La question du “et maintenant?” plane désormais sur l’organisation comme un nuage d’orage. Les tendances actuelles dans la construction d’équipe de la LNH suggèrent que des changements majeurs suivent souvent de telles déceptions. Le directeur général Brad Treliving apportera-t-il des ajustements significatifs à l’effectif? Les quatre joueurs clés que sont Matthews, Marner, Tavares et Nylander resteront-ils ensemble? Ce sont les questions qui domineront les radios sportives de Toronto et les conversations à table dans les mois à venir.
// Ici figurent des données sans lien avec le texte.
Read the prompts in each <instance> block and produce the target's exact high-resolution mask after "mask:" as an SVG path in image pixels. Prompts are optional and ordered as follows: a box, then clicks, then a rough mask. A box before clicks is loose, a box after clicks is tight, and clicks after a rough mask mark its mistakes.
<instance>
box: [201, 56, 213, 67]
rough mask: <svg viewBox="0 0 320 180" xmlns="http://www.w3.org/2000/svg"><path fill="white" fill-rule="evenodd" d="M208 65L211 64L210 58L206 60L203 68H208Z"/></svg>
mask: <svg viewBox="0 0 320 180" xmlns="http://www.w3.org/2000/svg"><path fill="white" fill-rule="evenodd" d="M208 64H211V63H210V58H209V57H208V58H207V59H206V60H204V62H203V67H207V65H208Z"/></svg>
La psychologue sportive Dr. Lauren Chen, qui a travaillé avec des équipes professionnelles, offre une perspective intéressante sur les échecs récurrents des Leafs en séries. “Il y a un fardeau psychologique qui se construit avec chaque déception,” explique-t-elle. “Les joueurs commencent à se mettre la pression, à trop réfléchir dans les moments critiques. Le poids de l’histoire et des attentes devient presque tangible sur la glace.”
Cette dimension psychologique ne peut être négligée lors de l’analyse de la performance de l’équipe. Dans les moments cruciaux du Match 7, les Leafs ont souvent semblé lutter non seulement contre leurs adversaires, mais aussi contre leurs propres fantômes – les spectres des échecs passés qui planent sur chaque avantage numérique et chaque infériorité numérique.
D’un point de vue culturel, les difficultés des Leafs représentent quelque chose de plus profond concernant Toronto elle-même – une ville qui aspire perpétuellement à la grandeur tout en étant aux prises avec sa propre identité complexe. Comme je l’ai souvent discuté dans CO24 Opinions, les équipes sportives incarnent souvent le profil psychologique de leurs villes d’origine, et peu d’exemples sont aussi frappants que la relation entre Toronto et son club de hockey bien-aimé mais frustrant.
Pour l’instant, les partisans feront ce en quoi ils sont devenus experts – ils se ressaisiront, ils guériront, et d’une manière ou d’une autre, quand octobre arrivera, ils trouveront de nouvelles réserves d’espoir. Car s’il y a une chose plus remarquable que la capacité des Maple Leafs à perdre de façon déchirante, c’est la capacité de leurs partisans à croire que l’année prochaine sera enfin différente.
Alors que les lumières s’éteignaient au Scotiabank Arena hier soir, un petit groupe est resté à leurs sièges, silencieux et immobile. Ils n’étaient pas prêts à partir, à concéder qu’une autre année s’était écoulée. Dans leur réticence se trouvait l’essence même du fanatisme – cette dévotion irrationnelle et belle qui défie la logique et persiste malgré toutes les preuves suggérant qu’elle devrait être abandonnée.
L’année prochaine brisera-t-elle enfin le modèle? L’histoire suggère le scepticisme, mais le sport a toujours eu le don de faire des cyniques des idiots. Et quelque part à Toronto aujourd’hui, un enfant tire des rondelles contre une porte de garage, portant un maillot bleu et blanc, complètement libéré du poids de l’histoire. C’est peut-être là que vit vraiment l’espoir.